When the Royal Show was in decline, most said that it was suffering from too broad an offering – trying to be all things to all farmers, across all sectors, and not a specialist in any of them.
Has our world become so fast, connected and digitally plugged-in that people no longer attend Cereals expecting to find out something new? They attend to compare and contrast. To see in the flesh what they have already read or viewed online. And, of course, to socialise.
Rarely are there such things as an exclusive or a never-seen-before that draws people to event such as Cereals.
In the retail world, people’s habits are such that they will often view new designs in shops and buy online. In the arable world, we view online, touch and kick at Cereals and cogitate in the car on the way home.

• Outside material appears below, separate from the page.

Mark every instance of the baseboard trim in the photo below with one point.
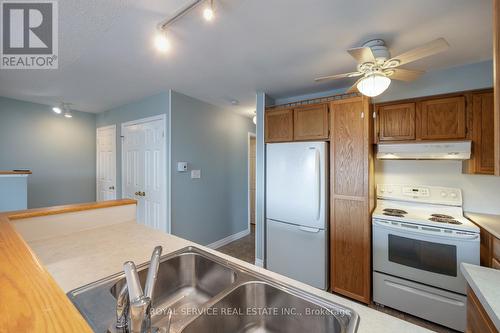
(229, 239)
(259, 262)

The event doesn’t need to promote seismic change as long as everyone who attends is happy. But are they?
For many exhibitors and visitors, the benefits of Cereals are slightly intangible. So the organiser, Haymarket, needs to be very aware of its pricing. In my micro-survey, all commented that they thought it too dear.
If the cost of having a stand deters exhibitors from attending, the competitive disadvantage of not being on display will quickly disappear and others will follow.
Similarly, the event must be affordable for everyone involved in the arable sector, from students to chief execs.
If it loses its “must-attend” status as the marquee event in the arable farming calendar, the business model collapses. Exhibitors and punters depend on one another. If one stops going, the other will follow.
It would be a travesty if Cereals went the way of the Royal Show and Smithfield. Priced correctly, I am sure it has a bright future.